Изменить стиль страницы

КУВЫРКОМ

Если бы кто-нибудь видел Андрея Одинкэ в тот момент, когда он сидел в полутемном сарае, то, вероятно, подумал бы: какой мрачный старик — брови насуплены, зубы сжаты, в серых глазах — тоска.

В действительности, Андрею не только в старики, а даже и в юноши рано было записываться, ему недавно исполнилось двенадцать лет. Но рост у него был что надо, плечи — тоже, метрики с него не спрашивали, когда интересовались его возрастом, поэтому ребятам он обычно говорил, что ему — тринадцать, а девочкам — четырнадцать.

— Четырнадцать, растрепы, понятно? Вы должны называть меня «дяденькой».

Он страшно любил дразнить девчонок и был очень доволен, если они сердились.

— О! Вы гневаетесь? Какая жалость! Я так огорчен!
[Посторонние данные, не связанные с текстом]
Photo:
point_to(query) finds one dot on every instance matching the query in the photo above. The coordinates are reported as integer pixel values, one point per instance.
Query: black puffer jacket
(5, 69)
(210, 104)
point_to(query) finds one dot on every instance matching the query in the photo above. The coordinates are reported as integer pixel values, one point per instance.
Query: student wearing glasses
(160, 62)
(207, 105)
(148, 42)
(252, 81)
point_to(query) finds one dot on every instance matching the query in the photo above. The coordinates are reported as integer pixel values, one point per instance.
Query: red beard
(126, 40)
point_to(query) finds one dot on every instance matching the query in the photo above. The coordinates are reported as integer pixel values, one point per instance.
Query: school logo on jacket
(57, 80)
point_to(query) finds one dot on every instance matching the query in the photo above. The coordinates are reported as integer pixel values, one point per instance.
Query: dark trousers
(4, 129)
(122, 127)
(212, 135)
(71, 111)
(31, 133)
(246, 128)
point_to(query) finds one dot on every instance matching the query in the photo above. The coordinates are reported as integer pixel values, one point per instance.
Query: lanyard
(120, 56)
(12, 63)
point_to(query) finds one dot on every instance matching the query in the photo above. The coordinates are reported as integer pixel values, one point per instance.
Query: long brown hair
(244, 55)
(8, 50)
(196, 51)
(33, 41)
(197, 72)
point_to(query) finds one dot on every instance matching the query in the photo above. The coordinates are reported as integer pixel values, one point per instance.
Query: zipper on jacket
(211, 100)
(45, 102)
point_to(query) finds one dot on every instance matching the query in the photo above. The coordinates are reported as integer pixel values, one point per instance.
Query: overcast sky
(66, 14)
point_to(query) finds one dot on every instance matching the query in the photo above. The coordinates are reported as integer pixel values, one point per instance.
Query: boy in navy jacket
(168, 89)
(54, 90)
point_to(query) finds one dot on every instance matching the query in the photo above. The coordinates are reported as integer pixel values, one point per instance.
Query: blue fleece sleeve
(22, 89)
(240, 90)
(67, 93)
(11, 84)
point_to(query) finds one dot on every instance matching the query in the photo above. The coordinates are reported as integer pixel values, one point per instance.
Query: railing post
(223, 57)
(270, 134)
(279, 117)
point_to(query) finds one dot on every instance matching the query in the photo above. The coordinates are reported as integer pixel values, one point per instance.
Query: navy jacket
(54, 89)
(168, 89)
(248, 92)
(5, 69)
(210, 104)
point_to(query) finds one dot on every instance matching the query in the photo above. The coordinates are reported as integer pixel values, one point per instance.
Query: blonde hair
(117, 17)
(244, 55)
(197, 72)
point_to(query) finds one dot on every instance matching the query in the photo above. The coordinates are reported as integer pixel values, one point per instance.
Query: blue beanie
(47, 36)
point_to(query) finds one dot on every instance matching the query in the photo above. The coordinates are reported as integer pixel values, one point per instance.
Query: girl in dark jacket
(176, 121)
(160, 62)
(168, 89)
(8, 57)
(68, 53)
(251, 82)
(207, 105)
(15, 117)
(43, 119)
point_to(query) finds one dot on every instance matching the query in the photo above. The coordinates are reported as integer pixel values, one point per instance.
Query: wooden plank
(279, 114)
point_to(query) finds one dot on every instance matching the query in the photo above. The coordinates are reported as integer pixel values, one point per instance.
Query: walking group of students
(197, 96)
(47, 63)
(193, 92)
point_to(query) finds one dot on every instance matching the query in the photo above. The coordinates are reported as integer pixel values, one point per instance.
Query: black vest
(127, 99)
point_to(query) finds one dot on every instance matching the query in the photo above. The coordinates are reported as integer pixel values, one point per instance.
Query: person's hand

Я бесконечно виноват перед вами! — говорил он серьезным тоном, а потом хохотал и показывал им нос. — До свиданья! Нет слов… Пишите мне с курорта! Не забудьте мой адрес, девчатки: Продувная улица, город Продувнешть…

Любил дурачиться Андрей Одинкэ. Но в этот день ему было не до веселья. Из школы он пришел понурый. Проходя через комнату родителей, он остановился перед зеркалом, поглядел на себя и воскликнул:

— Ну и балда я! И в кого я таким балдой уродился?

Подумав, он заключил, что подобной характеристики не заслуживали ни мать, ни отец, ни младшая сестренка, которая училась ходить. Он показал себе язык, состроил рожу, потом стукнул себя по затылку.

— Ты что делаешь, сынок? — спросила мать, она неслышно вошла в комнату и застала его за этим занятием.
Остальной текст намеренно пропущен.